DBSA (Depression and Bipolar Support Alliance) became the third pillar of my support network. It was in these meetings that I found a group of people, my fellow afflicted brothers and sisters, who understood me and accepted me just as I was. From them I felt love, and toward them I directed my love. They gave me the strength to become the person I always wanted to be, and they provided for me a way to help others. Later I became a member of the All Saints Community, and there I found another pillar of support, source of love, and a means to provide love to many others. I shall always be a bit of an odd duck, but I accept that in myself, and my community of beloved accepts that in me.
Life is still absurd, but like Camus I have found a way to go on. My way is in a beloved community. Healing from bipolar disorder began with my hospitalization, drugs, and therapy, and will continue all the days of my life in the community of my beloved. In the past I could never say, “I love you,” but now I say it all the time and with each iteration of these words I feel stronger and more embraced in the human community.
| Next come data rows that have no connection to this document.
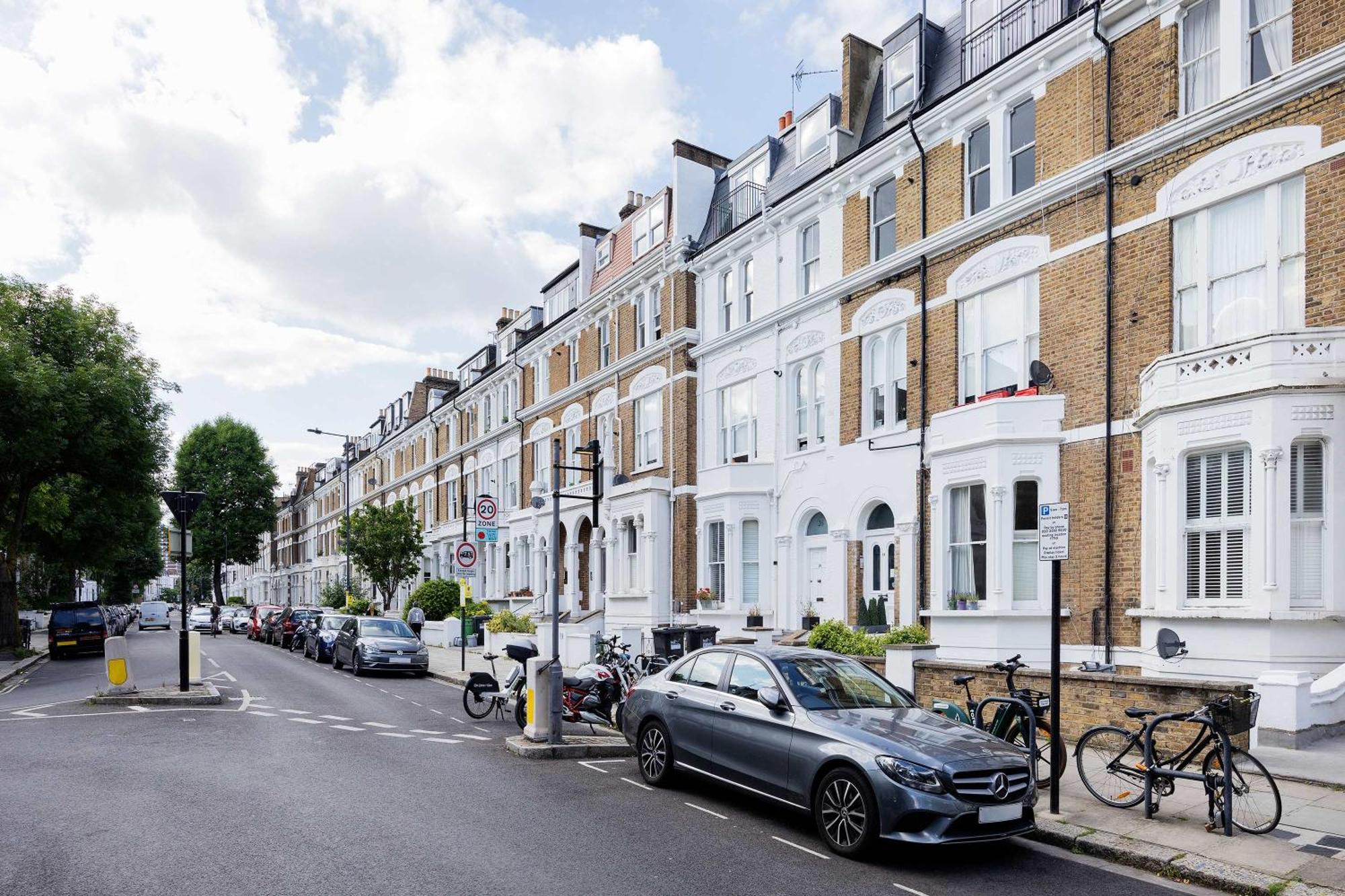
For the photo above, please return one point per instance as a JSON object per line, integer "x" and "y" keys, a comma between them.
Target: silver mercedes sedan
{"x": 825, "y": 733}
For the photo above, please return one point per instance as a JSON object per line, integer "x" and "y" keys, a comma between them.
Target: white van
{"x": 154, "y": 614}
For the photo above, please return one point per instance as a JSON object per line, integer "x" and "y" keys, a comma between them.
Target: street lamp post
{"x": 595, "y": 470}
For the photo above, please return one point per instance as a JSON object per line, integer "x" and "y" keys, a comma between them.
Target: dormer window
{"x": 648, "y": 231}
{"x": 900, "y": 77}
{"x": 813, "y": 132}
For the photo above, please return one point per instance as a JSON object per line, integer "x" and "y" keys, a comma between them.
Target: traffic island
{"x": 165, "y": 696}
{"x": 574, "y": 747}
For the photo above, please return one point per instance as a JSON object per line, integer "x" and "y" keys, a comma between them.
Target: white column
{"x": 1270, "y": 458}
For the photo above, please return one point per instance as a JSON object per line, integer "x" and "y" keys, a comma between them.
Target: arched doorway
{"x": 584, "y": 534}
{"x": 880, "y": 557}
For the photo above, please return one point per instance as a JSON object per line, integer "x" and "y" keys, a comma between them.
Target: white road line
{"x": 708, "y": 811}
{"x": 805, "y": 849}
{"x": 915, "y": 892}
{"x": 638, "y": 783}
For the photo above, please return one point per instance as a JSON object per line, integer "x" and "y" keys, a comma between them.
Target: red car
{"x": 259, "y": 616}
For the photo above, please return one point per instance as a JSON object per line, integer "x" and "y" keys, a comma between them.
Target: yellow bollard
{"x": 194, "y": 657}
{"x": 119, "y": 665}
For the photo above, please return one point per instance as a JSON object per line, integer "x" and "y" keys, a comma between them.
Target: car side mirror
{"x": 774, "y": 700}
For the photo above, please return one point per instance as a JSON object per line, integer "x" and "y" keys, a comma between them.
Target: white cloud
{"x": 155, "y": 155}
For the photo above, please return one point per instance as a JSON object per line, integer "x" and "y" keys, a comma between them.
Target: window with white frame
{"x": 1218, "y": 516}
{"x": 886, "y": 380}
{"x": 813, "y": 132}
{"x": 978, "y": 170}
{"x": 648, "y": 231}
{"x": 751, "y": 561}
{"x": 1308, "y": 521}
{"x": 649, "y": 431}
{"x": 738, "y": 423}
{"x": 1026, "y": 563}
{"x": 715, "y": 559}
{"x": 900, "y": 77}
{"x": 748, "y": 291}
{"x": 810, "y": 257}
{"x": 999, "y": 338}
{"x": 968, "y": 541}
{"x": 884, "y": 218}
{"x": 1023, "y": 147}
{"x": 1238, "y": 267}
{"x": 727, "y": 296}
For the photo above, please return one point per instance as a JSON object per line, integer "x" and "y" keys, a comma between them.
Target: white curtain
{"x": 1238, "y": 303}
{"x": 1278, "y": 40}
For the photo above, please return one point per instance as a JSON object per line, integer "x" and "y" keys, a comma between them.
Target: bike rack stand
{"x": 1031, "y": 737}
{"x": 1152, "y": 774}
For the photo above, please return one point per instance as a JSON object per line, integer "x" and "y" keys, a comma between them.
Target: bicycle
{"x": 1112, "y": 763}
{"x": 1008, "y": 721}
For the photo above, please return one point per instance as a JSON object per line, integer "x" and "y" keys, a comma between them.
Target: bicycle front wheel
{"x": 1108, "y": 758}
{"x": 1256, "y": 798}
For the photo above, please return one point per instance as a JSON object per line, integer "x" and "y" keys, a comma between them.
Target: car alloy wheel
{"x": 656, "y": 755}
{"x": 847, "y": 814}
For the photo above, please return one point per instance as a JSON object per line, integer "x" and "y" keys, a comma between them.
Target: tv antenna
{"x": 797, "y": 80}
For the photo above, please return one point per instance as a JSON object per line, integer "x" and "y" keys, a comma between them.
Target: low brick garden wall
{"x": 1087, "y": 698}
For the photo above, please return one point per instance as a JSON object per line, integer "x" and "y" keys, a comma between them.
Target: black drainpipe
{"x": 922, "y": 573}
{"x": 1109, "y": 185}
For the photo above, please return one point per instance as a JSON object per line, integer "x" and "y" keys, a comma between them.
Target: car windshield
{"x": 385, "y": 627}
{"x": 840, "y": 684}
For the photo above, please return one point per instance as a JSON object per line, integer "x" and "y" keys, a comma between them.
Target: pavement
{"x": 309, "y": 779}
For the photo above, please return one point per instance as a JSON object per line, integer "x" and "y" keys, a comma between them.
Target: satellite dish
{"x": 1169, "y": 645}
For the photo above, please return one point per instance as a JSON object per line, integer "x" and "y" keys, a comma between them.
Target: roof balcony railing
{"x": 1015, "y": 28}
{"x": 740, "y": 205}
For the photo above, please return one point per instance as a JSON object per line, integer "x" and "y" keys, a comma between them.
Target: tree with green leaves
{"x": 385, "y": 545}
{"x": 77, "y": 400}
{"x": 228, "y": 462}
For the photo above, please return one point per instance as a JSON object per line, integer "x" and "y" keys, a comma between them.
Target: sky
{"x": 302, "y": 205}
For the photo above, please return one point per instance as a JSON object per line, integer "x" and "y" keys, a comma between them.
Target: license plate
{"x": 992, "y": 814}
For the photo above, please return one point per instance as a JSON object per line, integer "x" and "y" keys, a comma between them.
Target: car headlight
{"x": 911, "y": 774}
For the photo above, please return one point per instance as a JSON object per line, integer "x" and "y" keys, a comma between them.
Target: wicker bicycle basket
{"x": 1235, "y": 715}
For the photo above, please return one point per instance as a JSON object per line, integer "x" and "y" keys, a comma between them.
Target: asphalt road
{"x": 310, "y": 780}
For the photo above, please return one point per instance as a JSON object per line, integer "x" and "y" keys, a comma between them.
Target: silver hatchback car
{"x": 825, "y": 733}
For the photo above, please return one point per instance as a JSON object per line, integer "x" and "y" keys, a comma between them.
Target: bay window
{"x": 999, "y": 338}
{"x": 968, "y": 541}
{"x": 649, "y": 431}
{"x": 738, "y": 423}
{"x": 1218, "y": 514}
{"x": 1238, "y": 267}
{"x": 1308, "y": 521}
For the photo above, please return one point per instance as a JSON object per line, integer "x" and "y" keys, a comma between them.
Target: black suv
{"x": 77, "y": 627}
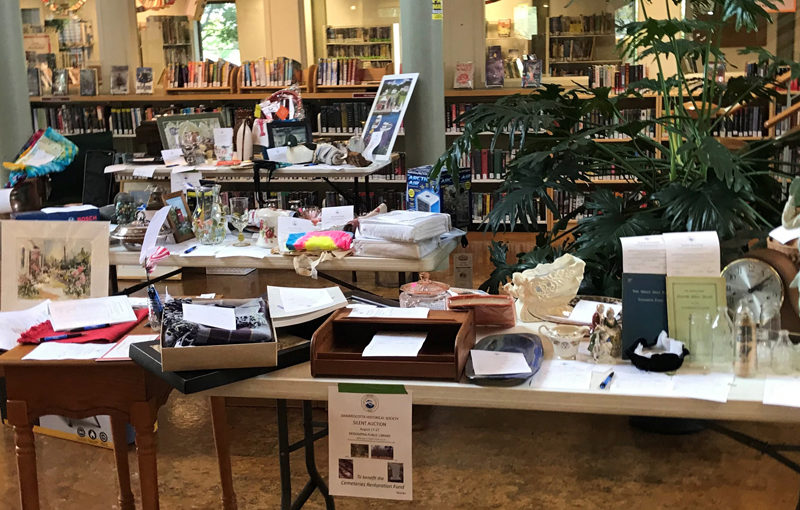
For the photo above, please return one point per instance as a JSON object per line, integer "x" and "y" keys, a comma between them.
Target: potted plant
{"x": 688, "y": 179}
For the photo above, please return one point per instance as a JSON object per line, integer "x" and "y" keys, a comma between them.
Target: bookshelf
{"x": 372, "y": 45}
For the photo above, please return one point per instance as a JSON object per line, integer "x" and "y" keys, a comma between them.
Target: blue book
{"x": 644, "y": 307}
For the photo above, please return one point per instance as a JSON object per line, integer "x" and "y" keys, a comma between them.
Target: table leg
{"x": 143, "y": 418}
{"x": 219, "y": 422}
{"x": 120, "y": 436}
{"x": 283, "y": 449}
{"x": 26, "y": 454}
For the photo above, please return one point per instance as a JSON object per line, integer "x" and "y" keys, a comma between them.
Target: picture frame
{"x": 179, "y": 217}
{"x": 386, "y": 115}
{"x": 171, "y": 128}
{"x": 56, "y": 260}
{"x": 279, "y": 131}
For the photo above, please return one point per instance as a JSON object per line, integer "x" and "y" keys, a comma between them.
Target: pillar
{"x": 422, "y": 53}
{"x": 14, "y": 107}
{"x": 116, "y": 39}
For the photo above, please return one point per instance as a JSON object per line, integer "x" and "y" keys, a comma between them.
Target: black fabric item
{"x": 666, "y": 362}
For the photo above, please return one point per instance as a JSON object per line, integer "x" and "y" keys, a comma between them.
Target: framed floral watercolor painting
{"x": 53, "y": 260}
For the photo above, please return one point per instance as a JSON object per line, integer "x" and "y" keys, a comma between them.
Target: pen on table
{"x": 606, "y": 381}
{"x": 60, "y": 337}
{"x": 88, "y": 328}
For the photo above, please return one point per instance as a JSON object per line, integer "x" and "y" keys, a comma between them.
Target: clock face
{"x": 754, "y": 280}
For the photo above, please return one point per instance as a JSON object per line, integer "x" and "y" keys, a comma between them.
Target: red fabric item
{"x": 109, "y": 334}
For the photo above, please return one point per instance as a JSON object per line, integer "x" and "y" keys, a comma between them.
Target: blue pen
{"x": 59, "y": 337}
{"x": 606, "y": 381}
{"x": 88, "y": 328}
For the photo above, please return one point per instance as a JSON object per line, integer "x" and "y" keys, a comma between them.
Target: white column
{"x": 14, "y": 107}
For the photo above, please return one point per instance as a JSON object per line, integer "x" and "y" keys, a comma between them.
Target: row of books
{"x": 595, "y": 119}
{"x": 571, "y": 49}
{"x": 279, "y": 72}
{"x": 368, "y": 51}
{"x": 70, "y": 119}
{"x": 341, "y": 117}
{"x": 201, "y": 74}
{"x": 583, "y": 24}
{"x": 618, "y": 77}
{"x": 339, "y": 71}
{"x": 488, "y": 163}
{"x": 483, "y": 203}
{"x": 358, "y": 34}
{"x": 747, "y": 121}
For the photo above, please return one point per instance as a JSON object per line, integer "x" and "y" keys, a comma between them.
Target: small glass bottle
{"x": 722, "y": 340}
{"x": 782, "y": 353}
{"x": 744, "y": 362}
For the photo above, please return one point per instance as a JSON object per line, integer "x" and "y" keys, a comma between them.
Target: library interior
{"x": 273, "y": 244}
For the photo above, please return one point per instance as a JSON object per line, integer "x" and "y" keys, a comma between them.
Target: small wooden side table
{"x": 79, "y": 389}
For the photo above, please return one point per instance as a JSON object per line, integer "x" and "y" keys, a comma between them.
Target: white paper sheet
{"x": 629, "y": 380}
{"x": 334, "y": 216}
{"x": 120, "y": 350}
{"x": 304, "y": 300}
{"x": 390, "y": 312}
{"x": 784, "y": 235}
{"x": 255, "y": 252}
{"x": 499, "y": 363}
{"x": 585, "y": 308}
{"x": 202, "y": 250}
{"x": 57, "y": 351}
{"x": 173, "y": 157}
{"x": 692, "y": 253}
{"x": 151, "y": 234}
{"x": 713, "y": 386}
{"x": 146, "y": 171}
{"x": 643, "y": 255}
{"x": 563, "y": 375}
{"x": 782, "y": 391}
{"x": 179, "y": 180}
{"x": 213, "y": 316}
{"x": 13, "y": 324}
{"x": 78, "y": 313}
{"x": 403, "y": 344}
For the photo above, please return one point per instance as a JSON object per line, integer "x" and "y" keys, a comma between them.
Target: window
{"x": 219, "y": 35}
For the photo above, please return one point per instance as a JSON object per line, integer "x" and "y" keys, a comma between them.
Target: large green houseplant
{"x": 688, "y": 181}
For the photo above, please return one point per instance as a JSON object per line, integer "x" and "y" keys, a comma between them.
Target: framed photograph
{"x": 386, "y": 115}
{"x": 55, "y": 260}
{"x": 195, "y": 127}
{"x": 280, "y": 131}
{"x": 179, "y": 217}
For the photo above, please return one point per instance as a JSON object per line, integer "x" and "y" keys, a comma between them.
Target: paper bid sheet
{"x": 369, "y": 441}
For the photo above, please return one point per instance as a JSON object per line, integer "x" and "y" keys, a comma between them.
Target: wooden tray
{"x": 337, "y": 345}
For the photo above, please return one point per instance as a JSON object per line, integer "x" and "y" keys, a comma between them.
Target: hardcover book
{"x": 88, "y": 85}
{"x": 119, "y": 79}
{"x": 144, "y": 80}
{"x": 495, "y": 73}
{"x": 644, "y": 307}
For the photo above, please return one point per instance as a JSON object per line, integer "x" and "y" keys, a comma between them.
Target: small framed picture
{"x": 288, "y": 132}
{"x": 179, "y": 217}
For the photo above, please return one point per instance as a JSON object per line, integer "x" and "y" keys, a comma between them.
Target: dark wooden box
{"x": 337, "y": 345}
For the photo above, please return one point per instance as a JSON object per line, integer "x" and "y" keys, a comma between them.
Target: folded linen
{"x": 368, "y": 247}
{"x": 405, "y": 226}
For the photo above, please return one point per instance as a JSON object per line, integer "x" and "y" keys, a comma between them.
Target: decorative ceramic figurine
{"x": 548, "y": 288}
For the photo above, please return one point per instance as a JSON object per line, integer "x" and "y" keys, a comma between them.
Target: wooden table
{"x": 78, "y": 389}
{"x": 295, "y": 383}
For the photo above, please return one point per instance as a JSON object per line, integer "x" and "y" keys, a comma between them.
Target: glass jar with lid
{"x": 425, "y": 293}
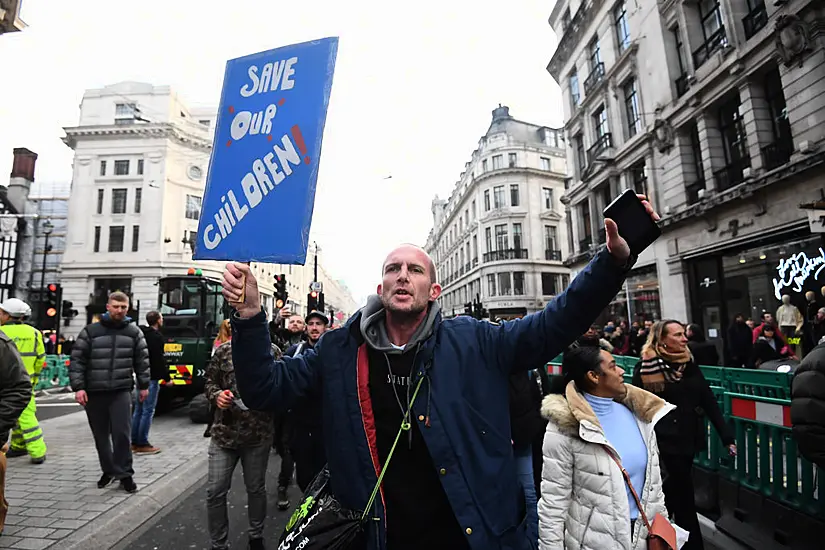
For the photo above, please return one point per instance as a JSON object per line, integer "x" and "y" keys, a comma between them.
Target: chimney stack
{"x": 22, "y": 177}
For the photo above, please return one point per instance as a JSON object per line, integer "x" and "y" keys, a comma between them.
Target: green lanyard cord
{"x": 405, "y": 426}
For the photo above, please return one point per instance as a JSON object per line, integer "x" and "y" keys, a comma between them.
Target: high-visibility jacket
{"x": 29, "y": 344}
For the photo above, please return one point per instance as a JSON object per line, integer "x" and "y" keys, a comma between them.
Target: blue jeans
{"x": 143, "y": 414}
{"x": 524, "y": 472}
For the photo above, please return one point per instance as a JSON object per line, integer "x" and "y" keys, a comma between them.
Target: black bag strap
{"x": 405, "y": 426}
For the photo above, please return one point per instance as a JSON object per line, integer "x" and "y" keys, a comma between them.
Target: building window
{"x": 574, "y": 88}
{"x": 622, "y": 30}
{"x": 581, "y": 159}
{"x": 504, "y": 288}
{"x": 502, "y": 238}
{"x": 631, "y": 105}
{"x": 545, "y": 163}
{"x": 518, "y": 283}
{"x": 116, "y": 238}
{"x": 517, "y": 236}
{"x": 514, "y": 196}
{"x": 491, "y": 284}
{"x": 121, "y": 167}
{"x": 547, "y": 195}
{"x": 548, "y": 284}
{"x": 119, "y": 201}
{"x": 498, "y": 196}
{"x": 193, "y": 207}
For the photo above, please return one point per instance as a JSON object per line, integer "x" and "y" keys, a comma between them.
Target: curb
{"x": 711, "y": 534}
{"x": 130, "y": 515}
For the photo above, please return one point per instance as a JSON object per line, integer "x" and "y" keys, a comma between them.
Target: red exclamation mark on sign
{"x": 299, "y": 141}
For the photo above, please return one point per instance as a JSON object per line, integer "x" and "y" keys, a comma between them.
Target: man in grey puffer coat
{"x": 105, "y": 359}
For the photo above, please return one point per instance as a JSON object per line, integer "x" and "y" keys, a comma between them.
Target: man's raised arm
{"x": 263, "y": 382}
{"x": 537, "y": 338}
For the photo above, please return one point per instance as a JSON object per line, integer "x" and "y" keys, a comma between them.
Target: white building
{"x": 141, "y": 156}
{"x": 730, "y": 142}
{"x": 501, "y": 235}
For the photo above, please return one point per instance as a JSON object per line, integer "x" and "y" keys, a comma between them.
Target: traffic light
{"x": 280, "y": 291}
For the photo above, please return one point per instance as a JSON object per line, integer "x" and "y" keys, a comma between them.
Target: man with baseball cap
{"x": 307, "y": 447}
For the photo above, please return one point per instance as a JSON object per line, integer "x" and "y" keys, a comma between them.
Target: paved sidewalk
{"x": 58, "y": 505}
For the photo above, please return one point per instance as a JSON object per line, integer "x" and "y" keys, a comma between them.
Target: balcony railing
{"x": 693, "y": 189}
{"x": 508, "y": 254}
{"x": 601, "y": 145}
{"x": 777, "y": 154}
{"x": 714, "y": 43}
{"x": 552, "y": 255}
{"x": 681, "y": 85}
{"x": 594, "y": 78}
{"x": 755, "y": 21}
{"x": 732, "y": 174}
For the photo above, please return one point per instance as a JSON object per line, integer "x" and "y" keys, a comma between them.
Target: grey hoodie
{"x": 374, "y": 330}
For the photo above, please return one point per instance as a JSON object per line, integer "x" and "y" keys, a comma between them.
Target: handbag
{"x": 321, "y": 522}
{"x": 660, "y": 534}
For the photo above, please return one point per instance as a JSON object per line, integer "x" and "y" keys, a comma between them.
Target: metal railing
{"x": 594, "y": 78}
{"x": 714, "y": 43}
{"x": 755, "y": 21}
{"x": 507, "y": 254}
{"x": 552, "y": 255}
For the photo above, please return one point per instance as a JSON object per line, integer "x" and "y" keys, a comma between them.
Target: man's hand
{"x": 81, "y": 397}
{"x": 616, "y": 244}
{"x": 224, "y": 399}
{"x": 233, "y": 288}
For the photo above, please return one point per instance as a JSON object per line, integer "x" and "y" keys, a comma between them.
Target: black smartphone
{"x": 635, "y": 224}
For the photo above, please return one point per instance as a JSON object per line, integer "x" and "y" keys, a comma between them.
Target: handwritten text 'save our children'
{"x": 273, "y": 166}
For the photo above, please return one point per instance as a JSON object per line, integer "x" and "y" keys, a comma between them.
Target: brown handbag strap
{"x": 630, "y": 486}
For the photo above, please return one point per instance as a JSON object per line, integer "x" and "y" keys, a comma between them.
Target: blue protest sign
{"x": 260, "y": 190}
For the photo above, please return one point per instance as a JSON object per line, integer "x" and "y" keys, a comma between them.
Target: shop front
{"x": 752, "y": 278}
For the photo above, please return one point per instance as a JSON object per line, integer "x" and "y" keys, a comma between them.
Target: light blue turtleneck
{"x": 622, "y": 431}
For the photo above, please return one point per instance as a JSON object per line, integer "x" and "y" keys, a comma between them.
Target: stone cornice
{"x": 132, "y": 131}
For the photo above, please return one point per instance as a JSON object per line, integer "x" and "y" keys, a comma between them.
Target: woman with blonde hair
{"x": 667, "y": 370}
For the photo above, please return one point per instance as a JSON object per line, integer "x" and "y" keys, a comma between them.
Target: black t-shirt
{"x": 418, "y": 512}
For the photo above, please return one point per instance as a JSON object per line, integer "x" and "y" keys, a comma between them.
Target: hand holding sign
{"x": 241, "y": 289}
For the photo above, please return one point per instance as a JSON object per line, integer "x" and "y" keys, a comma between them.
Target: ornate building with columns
{"x": 729, "y": 96}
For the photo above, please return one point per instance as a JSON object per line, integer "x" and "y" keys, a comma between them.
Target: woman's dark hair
{"x": 696, "y": 333}
{"x": 577, "y": 362}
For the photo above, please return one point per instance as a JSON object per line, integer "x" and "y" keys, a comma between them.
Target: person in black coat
{"x": 740, "y": 343}
{"x": 667, "y": 370}
{"x": 704, "y": 352}
{"x": 808, "y": 406}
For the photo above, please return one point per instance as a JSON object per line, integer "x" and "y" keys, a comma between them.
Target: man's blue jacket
{"x": 462, "y": 408}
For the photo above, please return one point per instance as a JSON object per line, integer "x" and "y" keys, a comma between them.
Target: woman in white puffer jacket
{"x": 585, "y": 503}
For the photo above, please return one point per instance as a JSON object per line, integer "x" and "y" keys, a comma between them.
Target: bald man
{"x": 451, "y": 482}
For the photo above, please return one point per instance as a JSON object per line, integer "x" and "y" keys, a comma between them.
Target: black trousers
{"x": 110, "y": 418}
{"x": 281, "y": 440}
{"x": 679, "y": 496}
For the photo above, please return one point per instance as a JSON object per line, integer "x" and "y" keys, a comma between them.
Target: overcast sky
{"x": 414, "y": 87}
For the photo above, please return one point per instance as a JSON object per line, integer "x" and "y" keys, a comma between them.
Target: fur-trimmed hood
{"x": 570, "y": 410}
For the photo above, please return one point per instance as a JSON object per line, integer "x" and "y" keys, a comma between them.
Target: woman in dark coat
{"x": 667, "y": 369}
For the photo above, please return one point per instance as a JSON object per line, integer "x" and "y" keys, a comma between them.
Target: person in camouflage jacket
{"x": 238, "y": 434}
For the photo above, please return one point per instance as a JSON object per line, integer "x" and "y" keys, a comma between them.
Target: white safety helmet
{"x": 16, "y": 307}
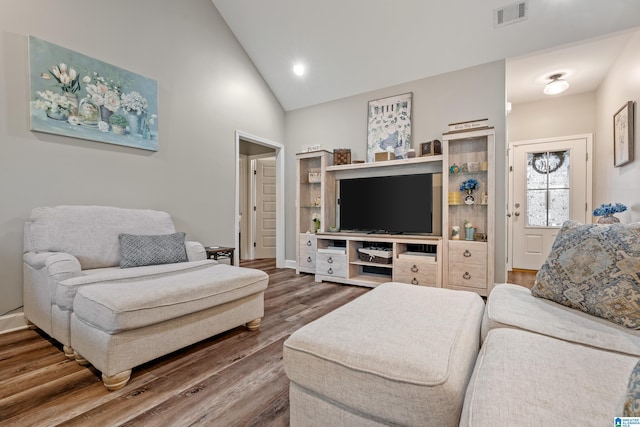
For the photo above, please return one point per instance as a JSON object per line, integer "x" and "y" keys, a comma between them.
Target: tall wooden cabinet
{"x": 315, "y": 198}
{"x": 468, "y": 257}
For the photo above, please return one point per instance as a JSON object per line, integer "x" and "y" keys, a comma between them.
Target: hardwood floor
{"x": 232, "y": 379}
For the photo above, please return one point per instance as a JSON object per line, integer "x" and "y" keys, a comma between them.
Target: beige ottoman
{"x": 400, "y": 354}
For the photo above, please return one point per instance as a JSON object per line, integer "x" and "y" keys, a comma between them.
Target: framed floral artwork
{"x": 623, "y": 132}
{"x": 79, "y": 96}
{"x": 389, "y": 126}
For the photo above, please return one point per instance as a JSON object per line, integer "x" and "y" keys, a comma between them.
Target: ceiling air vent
{"x": 510, "y": 14}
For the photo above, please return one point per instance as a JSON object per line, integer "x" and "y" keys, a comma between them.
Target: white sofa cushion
{"x": 66, "y": 290}
{"x": 120, "y": 305}
{"x": 513, "y": 306}
{"x": 521, "y": 378}
{"x": 90, "y": 233}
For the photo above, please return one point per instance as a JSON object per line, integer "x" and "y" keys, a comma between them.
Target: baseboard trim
{"x": 12, "y": 322}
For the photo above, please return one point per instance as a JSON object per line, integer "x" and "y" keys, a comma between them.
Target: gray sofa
{"x": 117, "y": 318}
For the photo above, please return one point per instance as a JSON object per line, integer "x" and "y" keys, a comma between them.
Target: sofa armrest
{"x": 59, "y": 265}
{"x": 195, "y": 251}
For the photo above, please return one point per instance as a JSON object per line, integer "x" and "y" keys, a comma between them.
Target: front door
{"x": 265, "y": 208}
{"x": 550, "y": 186}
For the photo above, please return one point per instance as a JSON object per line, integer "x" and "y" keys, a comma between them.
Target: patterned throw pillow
{"x": 596, "y": 269}
{"x": 136, "y": 250}
{"x": 632, "y": 402}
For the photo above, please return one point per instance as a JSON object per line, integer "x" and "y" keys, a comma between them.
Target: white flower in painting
{"x": 111, "y": 101}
Ed Bacon in his book says, “I am because we are.” There is great truth in this statement, but as a Buddhist, I want to amend his statement and say, “I am not, therefore we are.” However that is a viewpoint to be discussed in another context. I have a beloved friend, who is dying of cancer, after a lifetime of helping others. She said I don’t think anyone can be truly healed who has not felt loved. I believe she is correct. Mental disorders can be treated, and the person restored, but without love they can never be complete.